$572 Million Decision Against Johnson & Johnson in Landmark Opioid Trial – The New York Times
A judge in Oklahoma on Monday ruled against Johnson & Johnson, the deep-pocketed corporate giant, and ordered it to pay the state $572 million in the first trial of an opioid manufacturer for the destruction wrought by prescription painkillers.
Johnson & Johnson, which contracted with poppy growers in Tasmania, supplied 60 percent of the opiate ingredients that drug companies used for opioids like oxycodone, the state had argued, and aggressively marketed opioids to doctors and patients as safe and effective. A Johnson & Johnson subsidiary, Janssen Pharmaceuticals, made its own opioids — a pill whose rights it sold in 2015, and a fentanyl patch that it still produces.

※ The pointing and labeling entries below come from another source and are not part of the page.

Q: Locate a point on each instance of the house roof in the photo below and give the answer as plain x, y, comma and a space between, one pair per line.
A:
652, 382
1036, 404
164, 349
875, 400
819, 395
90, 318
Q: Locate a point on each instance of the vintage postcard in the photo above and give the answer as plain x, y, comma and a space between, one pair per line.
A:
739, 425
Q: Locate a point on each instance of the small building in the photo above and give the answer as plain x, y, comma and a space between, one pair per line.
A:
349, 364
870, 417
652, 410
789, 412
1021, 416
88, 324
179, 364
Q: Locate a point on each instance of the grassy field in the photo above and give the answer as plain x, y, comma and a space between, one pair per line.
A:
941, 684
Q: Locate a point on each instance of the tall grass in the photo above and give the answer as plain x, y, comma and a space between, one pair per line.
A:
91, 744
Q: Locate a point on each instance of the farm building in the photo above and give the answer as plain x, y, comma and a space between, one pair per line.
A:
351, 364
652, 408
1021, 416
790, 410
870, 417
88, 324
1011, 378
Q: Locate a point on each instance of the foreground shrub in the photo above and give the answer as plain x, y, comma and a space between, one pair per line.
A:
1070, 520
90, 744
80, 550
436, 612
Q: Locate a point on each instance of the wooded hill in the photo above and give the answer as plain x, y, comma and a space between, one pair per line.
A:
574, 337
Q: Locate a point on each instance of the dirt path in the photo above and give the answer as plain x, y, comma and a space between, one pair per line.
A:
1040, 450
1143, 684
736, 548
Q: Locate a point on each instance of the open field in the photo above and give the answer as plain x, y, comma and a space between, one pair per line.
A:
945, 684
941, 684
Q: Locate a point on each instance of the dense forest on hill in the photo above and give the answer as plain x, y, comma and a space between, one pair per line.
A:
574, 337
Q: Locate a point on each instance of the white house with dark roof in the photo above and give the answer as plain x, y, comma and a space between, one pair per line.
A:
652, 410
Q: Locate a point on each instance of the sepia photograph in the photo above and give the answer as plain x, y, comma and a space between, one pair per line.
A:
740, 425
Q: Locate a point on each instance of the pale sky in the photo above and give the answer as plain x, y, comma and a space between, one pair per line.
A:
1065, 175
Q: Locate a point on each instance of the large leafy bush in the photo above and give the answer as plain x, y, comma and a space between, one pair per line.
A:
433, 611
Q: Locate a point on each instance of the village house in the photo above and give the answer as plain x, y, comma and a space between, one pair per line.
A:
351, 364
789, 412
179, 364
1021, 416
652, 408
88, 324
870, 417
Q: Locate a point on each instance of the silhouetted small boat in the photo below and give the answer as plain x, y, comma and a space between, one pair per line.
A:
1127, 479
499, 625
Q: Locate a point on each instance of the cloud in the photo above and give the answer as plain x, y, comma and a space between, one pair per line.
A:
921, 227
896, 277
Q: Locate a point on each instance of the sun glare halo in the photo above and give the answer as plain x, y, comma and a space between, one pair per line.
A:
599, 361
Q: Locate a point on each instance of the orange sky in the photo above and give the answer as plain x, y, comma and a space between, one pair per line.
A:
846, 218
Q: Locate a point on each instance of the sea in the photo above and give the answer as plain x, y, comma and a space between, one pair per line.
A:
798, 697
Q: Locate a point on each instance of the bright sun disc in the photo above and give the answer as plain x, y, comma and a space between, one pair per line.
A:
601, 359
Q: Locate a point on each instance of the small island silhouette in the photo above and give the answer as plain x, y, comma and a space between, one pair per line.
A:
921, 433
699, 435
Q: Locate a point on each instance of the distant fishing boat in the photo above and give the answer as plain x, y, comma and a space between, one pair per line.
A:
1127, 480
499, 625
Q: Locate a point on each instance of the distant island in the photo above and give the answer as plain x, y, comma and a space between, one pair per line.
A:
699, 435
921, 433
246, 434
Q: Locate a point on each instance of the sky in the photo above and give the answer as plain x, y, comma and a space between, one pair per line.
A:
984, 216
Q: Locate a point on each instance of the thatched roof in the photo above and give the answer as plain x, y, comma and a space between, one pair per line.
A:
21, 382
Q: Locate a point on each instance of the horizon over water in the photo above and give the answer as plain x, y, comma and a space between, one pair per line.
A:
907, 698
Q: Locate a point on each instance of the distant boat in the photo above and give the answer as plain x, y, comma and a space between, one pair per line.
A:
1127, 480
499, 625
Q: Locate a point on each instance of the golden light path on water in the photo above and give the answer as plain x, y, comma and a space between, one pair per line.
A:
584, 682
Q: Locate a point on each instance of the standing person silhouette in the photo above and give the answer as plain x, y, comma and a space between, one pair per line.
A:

“The opioid crisis is an imminent danger and menace to Oklahomans,” Judge Thad Balkman, of Cleveland County District Court, said in delivering his decision.
The landmark ruling was a resounding victory for Oklahoma’s attorney general, Mike Hunter. The closely watched case could be a dire warning for some two dozen opioid makers, distributors and retailers that face more than 2,000 similar lawsuits around the country. Johnson & Johnson, one the world’s biggest health care companies, said it would appeal.